For the moment, I digress. Let me tell you where I wandered after I left ConsumerInfo.com. I spent the next year doing customer support for an alarm company that I won’t name, and I’m fairly certain you haven’t heard of them anyway. They were relatively small time players, and I believe they’ve since thrown in the towel.

From there I spent 6 months each doing customer support for AT&T/Cingular/AT&T, and a fancy bath fixtures company. I’ve been at my current company for about two and a half years now and while I’m FINALLY done with customer support (sorry, can’t say that I miss it), I did answer phones and e-mails for Realtors whose websites my company hosts.

I’m like McDonalds over here, 15 billion customers served. One wicked case of headset hair later, the universal truth is that the customer is almost always wrong! The problem lies in the fact that they’ve been told over and over again that just by the virtue of being customers, they must be right.

Listen to the man with the lightsaber….

In the ever wise words of Jedi Master Yoda, “You must unlearn what you have learned.” The reasoning here is simple. You can’t be open to a solution or explanation your hapless customer support rep is going to give you if you go in with the preconceived notion about whatever you think the problem is.

Remember the supposedly free credit report and the extremely peeved customers who were scammed? They were all wrong. There was no scam. Essentially, every single one of them had read the words “Free credit report!” and then had conveniently forgotten how to read. The rest of the website, save the one sentence, was entirely about the service ConsumerInfo.com provides: the credit monitoring system. You got a free credit report and 30 days, cancel anytime. It was all there in plain English on the homepage as well as on the sign up form, ABOVE WHERE THEY REQUEST YOUR CREDIT CARD INFO. I don’t mean to yell, but honestly, even if you missed the whole homepage, one would think that as you’re happily typing in your credit card number, you might be concerned as to why.

I tried to explain countless times, after I’d processed a full refund (no questions asked), but time after time my customers worked themselves into a tizzy of curses and ranting. That can’t be healthy. I guarantee you they hung up the phone with a foul taste in their mouths, convinced and traumatized that they’d been taken when in actuality they’d made a mistake in not reading what they were signing up for and I’d issued a refund within the first 5 minutes of what turned into a 20 minute call.

How about the 4-5 Cingular customers I’d get every day who called to dispute the random charges on their teenager’s cell phone. “My teen would never run up text messages like this!”

Um, yea.
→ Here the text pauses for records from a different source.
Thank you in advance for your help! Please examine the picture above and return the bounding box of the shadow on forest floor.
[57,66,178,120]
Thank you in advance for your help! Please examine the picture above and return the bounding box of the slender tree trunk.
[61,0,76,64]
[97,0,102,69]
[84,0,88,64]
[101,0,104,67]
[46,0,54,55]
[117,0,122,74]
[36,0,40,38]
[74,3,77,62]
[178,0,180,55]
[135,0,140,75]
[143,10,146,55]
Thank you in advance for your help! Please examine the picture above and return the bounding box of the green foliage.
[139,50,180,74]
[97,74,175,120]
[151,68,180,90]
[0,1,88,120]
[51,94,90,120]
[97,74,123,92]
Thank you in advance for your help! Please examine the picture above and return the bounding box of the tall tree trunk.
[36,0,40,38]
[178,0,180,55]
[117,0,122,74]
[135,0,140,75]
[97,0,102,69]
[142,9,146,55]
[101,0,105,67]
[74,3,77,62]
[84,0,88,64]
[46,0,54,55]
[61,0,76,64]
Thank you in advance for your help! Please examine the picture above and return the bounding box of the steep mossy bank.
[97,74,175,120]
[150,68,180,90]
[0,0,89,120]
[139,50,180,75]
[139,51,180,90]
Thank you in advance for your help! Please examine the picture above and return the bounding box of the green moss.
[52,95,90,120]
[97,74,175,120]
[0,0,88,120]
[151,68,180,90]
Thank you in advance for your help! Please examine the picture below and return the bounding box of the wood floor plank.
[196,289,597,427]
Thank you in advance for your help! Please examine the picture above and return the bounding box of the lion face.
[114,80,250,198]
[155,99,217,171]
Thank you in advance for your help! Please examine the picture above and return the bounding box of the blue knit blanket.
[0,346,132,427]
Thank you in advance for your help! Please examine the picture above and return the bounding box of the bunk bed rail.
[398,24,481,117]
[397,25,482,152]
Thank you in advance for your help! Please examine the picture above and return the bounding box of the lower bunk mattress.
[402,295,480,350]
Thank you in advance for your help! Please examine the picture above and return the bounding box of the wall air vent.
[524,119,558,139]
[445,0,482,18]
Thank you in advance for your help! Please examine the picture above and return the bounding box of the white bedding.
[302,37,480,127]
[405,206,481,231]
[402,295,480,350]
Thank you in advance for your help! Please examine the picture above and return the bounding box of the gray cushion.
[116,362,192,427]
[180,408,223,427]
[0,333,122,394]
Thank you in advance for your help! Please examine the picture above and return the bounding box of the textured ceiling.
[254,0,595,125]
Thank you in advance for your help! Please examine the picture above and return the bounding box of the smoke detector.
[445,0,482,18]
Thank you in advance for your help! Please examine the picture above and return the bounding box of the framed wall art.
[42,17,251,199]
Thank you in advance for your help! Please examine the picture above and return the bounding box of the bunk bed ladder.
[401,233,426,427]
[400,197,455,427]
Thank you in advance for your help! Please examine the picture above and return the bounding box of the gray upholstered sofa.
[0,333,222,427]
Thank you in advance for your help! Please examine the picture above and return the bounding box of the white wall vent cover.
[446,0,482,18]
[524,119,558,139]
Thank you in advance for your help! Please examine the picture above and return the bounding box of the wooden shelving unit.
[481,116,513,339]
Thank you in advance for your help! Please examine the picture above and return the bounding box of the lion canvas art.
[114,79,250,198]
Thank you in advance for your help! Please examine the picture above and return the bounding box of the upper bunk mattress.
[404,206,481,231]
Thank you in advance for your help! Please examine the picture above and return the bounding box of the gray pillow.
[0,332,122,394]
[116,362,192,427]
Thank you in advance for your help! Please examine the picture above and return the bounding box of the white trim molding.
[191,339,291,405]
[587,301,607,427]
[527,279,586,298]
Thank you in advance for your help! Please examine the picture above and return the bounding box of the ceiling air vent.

They would.

“No, I already asked her, and she swore that she didn’t do it.”

She lied.

When I spy a random charge on my bank account or my credit card, my first thought is not “What’d they do!?” it’s, “What’d I do?” All being a constant victim is going to get you is frustration, anger and more time, which my customers always screamed was so valuable, out of your life. These companies aren’t out to scam you, or make your life miserable. Not to be cliche, but help them help you. I can’t help a person who’s telling me what the problem is and what the solution should be when reality dictates something completely different.

Swallow your pride, and at the very least admit that it’s entirely within the realm of believability that you made a mistake. The buck stops with you.